Network Switch: Data Center Network Virtualization
Network Switch Services VXLAN and SDN Technology
Network Switch: A topology with spines and leaves
A spine-leaf network architecture consists of two tiers of network switches.
In a mesh topology, every lower-tier network switch (the leaves) is connected to every higher-tier switch (the spines). Sending data to another server is accomplished through a leaf switch to a spine switch, which then directs the traffic to the destination server’s leaf switch.
As every leaf switch is connected to every spine switch, the network is resilient. When a spine switch goes down, a leaf switch can still connect to the network’s backbone. As a result of the inaccessibility of a spine switch, some performance degradation occurs.
With the high level of integration in a spine-leaf topology, traffic from a leaf switch can be directed to the spine switch with the most available resources at any given moment to support data transfers. As well, if a spine switch were to fail, a leaf switch could still connect to another spine switch.

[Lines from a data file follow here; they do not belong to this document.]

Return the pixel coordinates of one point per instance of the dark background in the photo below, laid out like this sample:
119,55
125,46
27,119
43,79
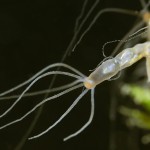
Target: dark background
36,33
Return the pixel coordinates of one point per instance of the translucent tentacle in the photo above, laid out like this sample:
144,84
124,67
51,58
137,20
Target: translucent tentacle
41,103
41,92
39,73
63,116
38,78
89,121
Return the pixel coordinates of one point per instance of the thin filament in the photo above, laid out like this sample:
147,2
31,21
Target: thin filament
127,12
89,121
63,116
42,91
32,83
41,103
39,73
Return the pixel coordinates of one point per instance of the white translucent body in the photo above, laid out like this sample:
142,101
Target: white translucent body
124,59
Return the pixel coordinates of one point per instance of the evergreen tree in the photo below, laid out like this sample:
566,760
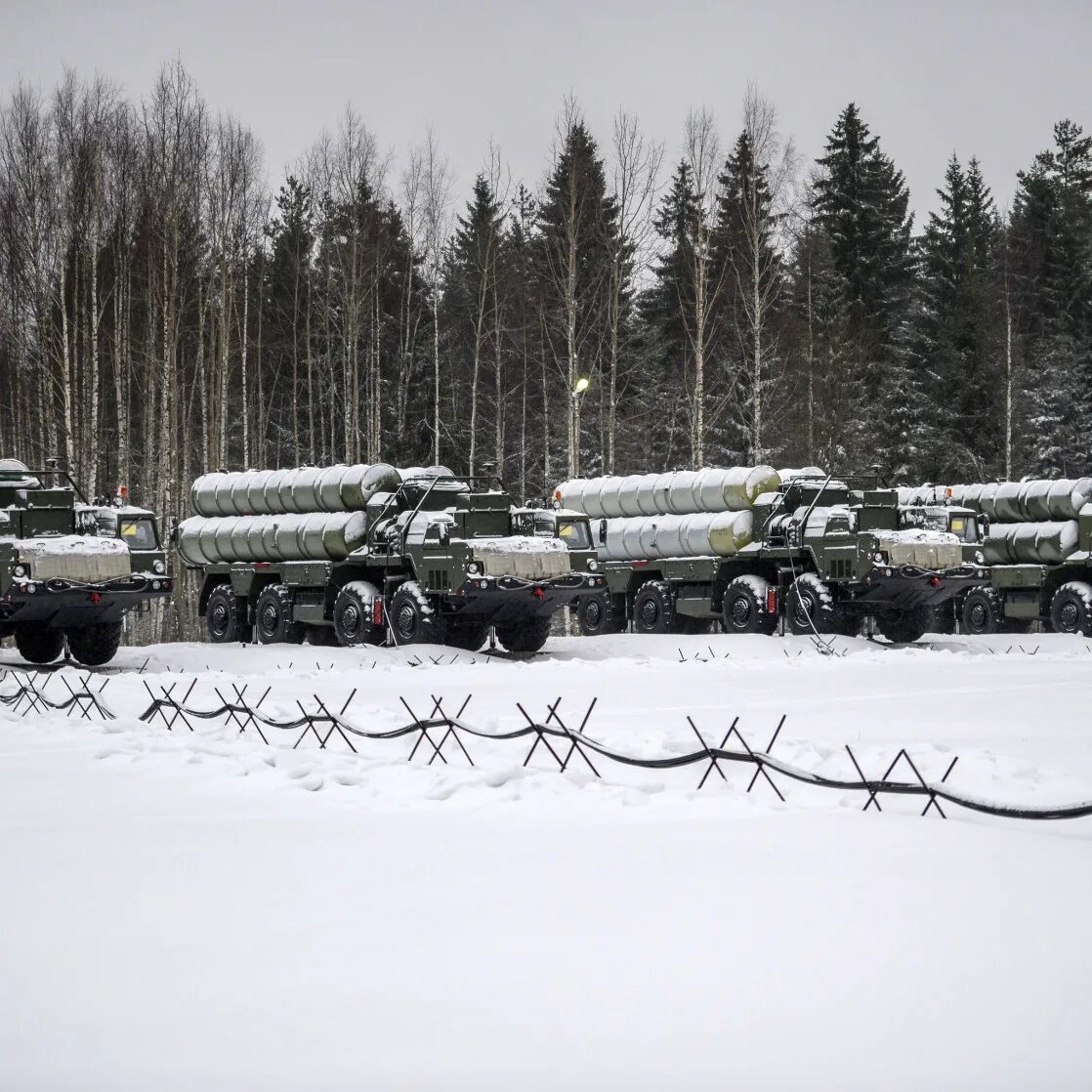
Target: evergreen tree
666,308
1052,229
861,204
956,327
755,286
575,239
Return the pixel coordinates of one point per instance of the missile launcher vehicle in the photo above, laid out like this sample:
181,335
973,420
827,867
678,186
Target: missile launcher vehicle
363,555
811,551
68,570
1037,543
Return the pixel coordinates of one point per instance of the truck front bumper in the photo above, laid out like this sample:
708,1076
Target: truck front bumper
906,586
64,604
490,600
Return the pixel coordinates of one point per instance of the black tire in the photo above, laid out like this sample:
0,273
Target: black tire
983,611
745,609
1071,609
906,626
596,614
526,636
809,607
95,646
465,636
654,609
412,617
226,617
355,616
37,644
273,618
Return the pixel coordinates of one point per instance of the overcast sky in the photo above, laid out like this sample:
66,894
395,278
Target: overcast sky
931,77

In a spine-leaf topology, a leaf switch cannot only be connected to one spine switch. In that case, when the spine switch failed, the leaf’s server rack (or racks) would be unable to connect with the other leaf’s servers.
Virtualizing switches in a spine-leaf topology is one step toward virtualizing a whole data center. Virtualizing a whole data center is possible with VXLAN technology.
The VXLAN and Data Center Network Switch
Virtual local area networks (VLANs) are created by virtualizing a LAN and dividing it into multiple distinct subnetworks for different types of traffic. The virtual extensible LAN (VXLAN) takes the VLAN principle and makes it so that the content of packets traveling over the network cannot be seen by the network devices.
Layer 2 overlay networks and layer 3 underlay networks are sometimes referred to as VXLANs. The traffic passes through the layer 3 routing architecture but uses layer 2 data packet addresses to hide the content from the routers and switches.
Network devices cannot determine the contents of data packets from addresses in a layer 2 network. VXLAN encapsulation makes this possible. VXLAN traffic is encapsulated with layer 2 addresses along with the appropriate tags that tell the router to which subnet they belong.
Packets are encapsulated and de-encapsulated by virtual tunnel endpoints (VTEPs). These VTEPs can exist in a hypervisor, VXLAN-aware applications within a virtual machine (VM), or in the hardware of a switch.
As was mentioned earlier, VXLANs are based on VLAN technology. There are subnets within a VXLAN that require routers and switches to be tagged to keep traffic within the subnet and apply its established rules.
VXLAN tagging can also be used to send traffic between an organization‘s data centers over a long-haul connection. The addressing elements of the data packets will help secure the traffic, but encryption is still required for a long-haul connection. Likewise, once data packets from data center A reach data center B, data center B will be able to route the traffic over its VXLAN subnet.
Use cases for VXLAN Network Switches
VXLANs can be used in a variety of ways. VXLANs can help prevent data collisions, enforce traffic rules more effectively. Increase LAN segments as more workloads are spun up, and quarantine compromised workloads in enterprise data centers.
Data that passes through VXLAN routers within their network segment will not collide with data from another network segment. This is because they are not on flat layer 2 networks.
Like VLANs, VXLANs use an SDN controller to disseminate traffic rules that the routers enforce.
In addition, the currently available segments may be at capacity with the amount of traffic they handle.
Having network separation can limit the hacker’s movement through the data center and what workloads they have access to.
The VXLAN connection is capable of doing this while preventing network devices from viewing the contents of the virtual machine.
The cloud operates similarly to a private data center, where certain traffic needs to remain private and isolated. VXLAN traffic segmentation can accomplish this separation.
The SDN controller is crucial to the dissemination of rules.
Network Switch: A Software-Defined Networking Controller for Data Centers
A major aspect of virtualized data centers is SDN controllers. In SDN architectures, controllers disseminate policies to switches through spine-leaf architectures. Using the policies, the switches control data center traffic both between servers and between the data center and the outside world.
The east-west and north-south directions of traffic respectively are known as east-west and north-south. More than 70 percent of traffic in modern data centers flows east to west (server to server).
With SDN controllers, organizations don’t have to spend as much on switches. With SDN controllers, organizations can instead use switches that do not require expensive chipsets to intelligently route data. Switches without those chipsets have less computational power, but they need less computational power to operate since they use policies provided by the controller.
The problem with this approach is that if the SDN controller is not configured correctly, the switch will have to ask every packet it sends what it should do with it. As a result, there is an insurmountable amount of traffic that cannot be handled in a reasonable amount of time, let alone efficiently.
It is possible to prevent this by using load balancing mechanisms that direct the traffic overloading controllers to other controllers.
Using FieldEngineer.com for Network Switch Services can be beneficial
Professionals who hold the VCP-6 NV certification will develop and manage logical switches. And also set up VXLAN, and manage Layer 2 bridges and logical routers.